Para Manuel, como en Chéjov, la tragedia es una derrota por la frustración y la contrición, por la decadencia y el fracaso de la voluntad activa. El ideal, que no conoce de fracasos, es una enfermedad incurable, acaso una divina enfermedad. La mística no sabe de infortunios. Por eso, Manuel no percibe como suya la maldición de haber sido dominicano en 1960. Y parecen suyas, entonces, las palabras de Andrés Eloy Blanco: “No hay que llorar la muerte de un viajero; hay que llorar la muerte de un camino”.

Después de leer las narraciones de Cárcel y Guerra, uno confirma la idea de que la dominicanidad es, más que nada, un milagro, un inacabado prodigio de transformaciones. Al cabo de cinco siglos de avatares, el ser nacional está constituido con los ingredientes de la mimesis, de la capacidad de adaptación, de la emulación y, por encima de todo, del humor. Salvo unos pocos, los dominicanos carecemos de capacidad para odiar. Ni acaso una palabra de este libro trepidante sugiere la aversión. No existe odio en el prisionero escarnecido. Tampoco aborrece el combatiente acorralado. Sólo odian las bestias, los que torturan, los que matan: los otros, los nacidos de vientre ruin y ominoso.

Se ha dicho que somos un pueblo sin memoria, que somos incapaces de un recuerdo, bueno o malo. Por excelencia, el atributo nacional es el olvido, la desmemoria social. Pero nadie deberá olvidar que miles de hombres como Manuel Bueno han luchado para quitar a su pueblo las cadenas de los pies, y que poco hemos hecho después, y poco hacemos ahora, para quitar a este pueblo los grilletes de la cabeza, porque la ignorancia es el camino de las tiranías.

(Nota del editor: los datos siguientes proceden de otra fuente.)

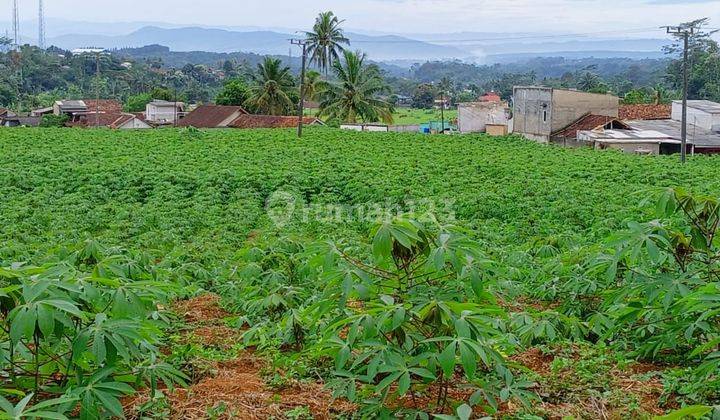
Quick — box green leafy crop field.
[0,128,720,419]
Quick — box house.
[178,105,248,128]
[53,100,88,122]
[551,114,630,147]
[626,119,720,154]
[434,98,451,111]
[0,114,41,127]
[52,99,123,126]
[30,106,54,117]
[618,104,672,120]
[67,111,152,130]
[577,127,692,155]
[340,124,390,133]
[671,101,720,131]
[458,101,510,133]
[419,121,457,134]
[145,99,185,125]
[478,90,502,102]
[228,114,325,128]
[512,86,620,143]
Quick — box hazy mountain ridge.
[0,19,669,63]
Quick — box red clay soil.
[510,348,667,420]
[124,295,355,420]
[174,294,230,323]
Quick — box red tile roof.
[480,92,502,102]
[552,114,627,139]
[83,99,122,114]
[108,114,137,128]
[228,115,322,128]
[178,105,247,128]
[619,104,672,120]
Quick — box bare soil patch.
[124,294,356,419]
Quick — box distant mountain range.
[0,19,669,65]
[43,26,472,61]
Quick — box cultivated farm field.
[0,128,720,419]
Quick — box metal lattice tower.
[12,0,20,48]
[38,0,46,50]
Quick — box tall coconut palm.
[318,51,393,123]
[246,57,295,115]
[305,12,350,75]
[303,70,321,115]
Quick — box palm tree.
[318,51,393,124]
[305,12,350,75]
[246,57,295,115]
[304,70,321,115]
[578,71,601,92]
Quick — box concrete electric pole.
[290,39,307,138]
[665,26,695,163]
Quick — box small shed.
[578,128,692,155]
[458,101,510,133]
[672,101,720,132]
[340,123,390,133]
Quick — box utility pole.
[665,26,695,163]
[12,0,20,50]
[440,88,445,134]
[38,0,47,50]
[290,39,307,138]
[95,52,100,128]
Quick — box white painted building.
[340,124,390,133]
[672,101,720,131]
[145,100,185,125]
[458,102,510,133]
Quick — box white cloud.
[0,0,720,35]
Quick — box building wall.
[672,101,720,130]
[595,142,660,155]
[458,102,508,133]
[118,118,152,130]
[552,89,620,132]
[512,87,553,143]
[388,124,420,133]
[145,104,176,124]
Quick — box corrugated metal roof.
[178,105,247,128]
[228,115,322,128]
[618,104,672,120]
[552,114,625,139]
[626,120,720,148]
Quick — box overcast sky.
[0,0,720,34]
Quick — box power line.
[12,0,20,49]
[38,0,45,50]
[290,39,307,138]
[665,26,697,163]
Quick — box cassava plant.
[318,216,530,414]
[0,240,185,419]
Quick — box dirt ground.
[125,294,665,419]
[125,294,354,419]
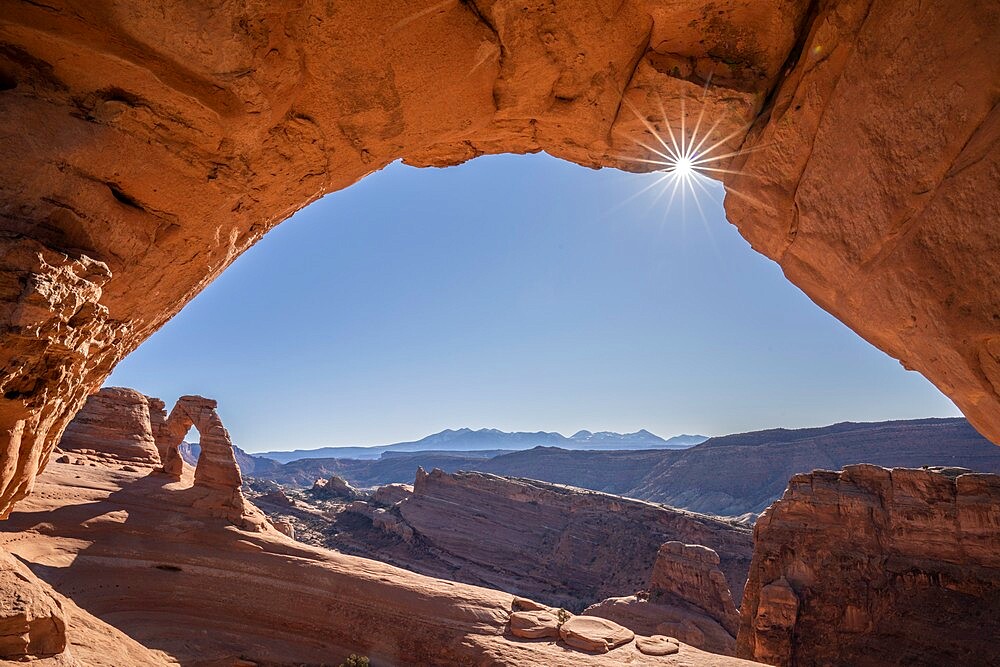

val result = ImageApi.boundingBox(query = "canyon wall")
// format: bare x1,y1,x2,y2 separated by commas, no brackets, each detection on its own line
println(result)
737,465,1000,667
59,387,160,466
0,410,752,667
0,0,1000,515
583,542,739,655
397,470,752,611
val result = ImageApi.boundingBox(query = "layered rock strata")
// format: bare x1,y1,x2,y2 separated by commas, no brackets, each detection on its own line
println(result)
584,542,739,655
737,465,1000,667
372,470,751,611
0,452,753,667
0,0,1000,514
59,387,162,466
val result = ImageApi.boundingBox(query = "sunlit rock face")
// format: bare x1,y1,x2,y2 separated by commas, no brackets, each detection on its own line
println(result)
737,465,1000,667
0,0,1000,514
59,387,160,466
726,0,1000,443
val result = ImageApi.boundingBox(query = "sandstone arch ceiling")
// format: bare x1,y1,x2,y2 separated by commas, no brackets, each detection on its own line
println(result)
0,0,1000,513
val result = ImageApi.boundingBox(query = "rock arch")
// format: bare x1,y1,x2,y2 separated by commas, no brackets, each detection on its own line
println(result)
0,0,1000,516
156,396,243,490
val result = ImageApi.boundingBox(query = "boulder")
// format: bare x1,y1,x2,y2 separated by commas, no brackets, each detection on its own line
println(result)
310,475,361,500
510,610,559,639
635,635,681,655
556,612,635,653
737,464,1000,667
0,549,66,660
59,387,160,466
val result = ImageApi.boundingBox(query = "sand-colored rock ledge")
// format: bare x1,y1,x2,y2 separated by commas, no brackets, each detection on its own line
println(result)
737,465,1000,667
0,0,1000,516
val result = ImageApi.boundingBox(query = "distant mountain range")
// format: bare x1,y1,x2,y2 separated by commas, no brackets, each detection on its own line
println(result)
254,428,708,463
238,418,1000,516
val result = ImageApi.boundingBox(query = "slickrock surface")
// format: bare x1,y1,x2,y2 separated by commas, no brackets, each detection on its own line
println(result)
510,609,559,639
737,465,1000,667
635,635,680,655
59,387,162,466
372,484,413,507
559,616,635,653
378,470,751,611
649,542,739,636
0,0,1000,515
0,550,66,660
311,475,361,500
584,542,742,655
470,419,1000,516
0,463,755,667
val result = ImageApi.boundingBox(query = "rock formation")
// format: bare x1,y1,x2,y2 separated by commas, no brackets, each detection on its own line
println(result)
310,475,361,500
583,542,739,655
372,484,413,507
0,448,752,667
559,616,635,653
0,0,1000,514
649,542,739,637
738,465,1000,667
256,419,1000,516
0,551,66,660
59,387,162,466
346,470,751,611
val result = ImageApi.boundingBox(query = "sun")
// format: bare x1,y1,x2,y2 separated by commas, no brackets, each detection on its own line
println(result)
671,155,694,178
620,86,762,218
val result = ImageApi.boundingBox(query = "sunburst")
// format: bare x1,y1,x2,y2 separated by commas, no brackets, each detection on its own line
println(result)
619,77,761,221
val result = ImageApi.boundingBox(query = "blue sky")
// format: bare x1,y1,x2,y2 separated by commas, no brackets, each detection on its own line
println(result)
107,155,959,451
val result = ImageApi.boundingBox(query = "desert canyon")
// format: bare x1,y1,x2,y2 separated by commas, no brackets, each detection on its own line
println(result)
0,0,1000,667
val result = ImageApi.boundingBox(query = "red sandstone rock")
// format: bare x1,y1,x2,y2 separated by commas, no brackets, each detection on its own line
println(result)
510,609,559,639
649,542,739,637
393,470,751,612
0,0,1000,528
635,635,681,655
560,612,635,653
372,484,413,507
737,465,1000,667
312,475,361,500
0,463,751,667
0,549,66,660
583,542,739,655
59,387,160,466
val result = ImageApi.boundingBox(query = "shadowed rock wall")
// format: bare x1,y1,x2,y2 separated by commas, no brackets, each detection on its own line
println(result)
737,465,1000,667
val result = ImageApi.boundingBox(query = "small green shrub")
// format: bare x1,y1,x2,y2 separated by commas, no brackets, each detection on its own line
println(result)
340,653,371,667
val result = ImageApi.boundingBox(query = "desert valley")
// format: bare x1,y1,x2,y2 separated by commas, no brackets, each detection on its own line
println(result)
0,0,1000,667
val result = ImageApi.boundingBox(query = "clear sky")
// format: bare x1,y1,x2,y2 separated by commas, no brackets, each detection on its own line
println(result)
107,155,959,451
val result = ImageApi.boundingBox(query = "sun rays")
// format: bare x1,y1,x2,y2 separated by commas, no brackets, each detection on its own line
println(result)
619,79,761,224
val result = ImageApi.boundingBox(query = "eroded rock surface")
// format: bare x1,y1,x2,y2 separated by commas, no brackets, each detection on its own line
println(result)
59,387,162,466
0,452,750,667
386,470,751,611
0,549,66,660
584,541,739,655
738,465,1000,667
0,0,1000,514
311,475,361,500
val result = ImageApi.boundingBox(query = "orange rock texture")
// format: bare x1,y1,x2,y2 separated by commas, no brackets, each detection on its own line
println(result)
0,448,755,667
737,465,1000,667
394,469,753,612
583,542,742,655
0,0,1000,514
59,387,160,466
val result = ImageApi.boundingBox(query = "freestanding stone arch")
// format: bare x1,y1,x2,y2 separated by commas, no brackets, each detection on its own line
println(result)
0,0,1000,516
156,396,243,490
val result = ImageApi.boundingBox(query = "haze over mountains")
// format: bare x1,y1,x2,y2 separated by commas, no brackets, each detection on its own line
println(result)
254,428,708,463
232,418,1000,516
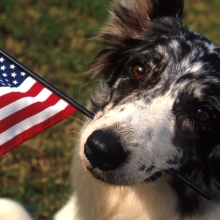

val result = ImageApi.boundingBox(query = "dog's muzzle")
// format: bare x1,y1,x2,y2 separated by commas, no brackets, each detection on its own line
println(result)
84,130,127,171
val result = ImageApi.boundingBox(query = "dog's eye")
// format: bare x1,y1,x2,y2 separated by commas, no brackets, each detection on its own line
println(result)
196,108,211,122
131,63,146,79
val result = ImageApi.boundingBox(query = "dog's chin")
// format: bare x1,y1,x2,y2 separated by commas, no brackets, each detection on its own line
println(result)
86,166,163,186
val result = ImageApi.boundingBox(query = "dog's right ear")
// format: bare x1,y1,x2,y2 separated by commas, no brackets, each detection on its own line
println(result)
102,0,184,40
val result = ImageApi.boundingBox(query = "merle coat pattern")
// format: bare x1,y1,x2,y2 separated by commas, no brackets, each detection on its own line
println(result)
0,0,220,220
56,0,220,220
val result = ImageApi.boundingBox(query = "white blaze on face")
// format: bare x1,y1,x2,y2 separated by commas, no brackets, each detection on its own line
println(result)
80,93,181,185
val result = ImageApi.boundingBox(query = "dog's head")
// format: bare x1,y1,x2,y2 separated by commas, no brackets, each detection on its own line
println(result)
80,0,220,189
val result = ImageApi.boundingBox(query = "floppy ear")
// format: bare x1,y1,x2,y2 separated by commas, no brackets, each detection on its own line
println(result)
86,0,184,79
102,0,184,40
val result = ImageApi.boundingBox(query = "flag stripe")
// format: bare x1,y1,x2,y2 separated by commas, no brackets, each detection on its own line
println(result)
0,77,36,97
0,82,44,109
0,88,52,120
0,105,76,156
0,94,60,133
0,100,71,145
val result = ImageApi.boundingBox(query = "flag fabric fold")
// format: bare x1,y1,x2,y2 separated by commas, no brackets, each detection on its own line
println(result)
0,51,76,156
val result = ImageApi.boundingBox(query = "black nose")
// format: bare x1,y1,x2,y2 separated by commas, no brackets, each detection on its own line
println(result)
84,130,127,171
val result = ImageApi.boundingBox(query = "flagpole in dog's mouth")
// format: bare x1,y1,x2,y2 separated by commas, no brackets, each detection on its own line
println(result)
0,49,212,200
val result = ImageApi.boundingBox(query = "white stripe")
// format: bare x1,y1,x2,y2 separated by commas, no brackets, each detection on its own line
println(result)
0,88,52,120
0,100,68,145
0,77,36,97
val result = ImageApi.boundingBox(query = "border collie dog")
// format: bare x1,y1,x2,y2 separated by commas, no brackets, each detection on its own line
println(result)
0,0,220,220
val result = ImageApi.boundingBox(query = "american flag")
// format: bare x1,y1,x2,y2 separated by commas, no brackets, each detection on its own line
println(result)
0,51,76,156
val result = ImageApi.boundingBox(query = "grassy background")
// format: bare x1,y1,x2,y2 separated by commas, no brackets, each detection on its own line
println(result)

A través de Manuel Bueno hablan centenares de jóvenes flagelados y muertos en las cárceles. Por su mediación se expresan los miles de dominicanos desaparecidos en abril del 65. Este breve libro de cuentos, lo creo firmemente, se inscribe como una proeza en las grandes acciones del hombre: las que proceden del valor, del heroísmo, de su aspiración esencial a la verdad.
Cuando un pueblo no dispone de la palabra, dijo Vassilikos, todo lo que hace está perdido. Perdida la mirada, digo yo: extraviadas las sombras queridas, perdidas la adhesión y la ternura. Con Cárcel y Guerra se recuperan los recuerdos y se yerguen los vocablos de una época y de unos titanes: palabras de libertad y de denuncia para reconocer el sacrificio de una generación lacerada.

A favor de la libertad, Manuel Bueno brindó su juventud y su pureza, sus ideales y su carne. Ahora, treinta años más tarde, nos regala este libro admirable. Leámoslo, entonces, con fervor, con respeto, con agradecimiento. Busquemos lo mejor de nosotros mismos en estos relatos de generosidad y valentía. En la templada grandilocuencia de estas viñetas heroicas descubramos la música y el aliento de nuestro más entrañable optimismo. Saludemos, así, esta obra y, junto a Manuel Bueno, conjuremos los demonios de un pasado siniestro, los fantasmas de una pesadilla que todavía nos estremece. l

Discurso en la presentación del libro ‘Cárcel y Guerra’, de Manuel Bueno; IX Feria Nacional del Libro Flérida de Nolasco; Biblioteca Nacional, noviembre de 1991.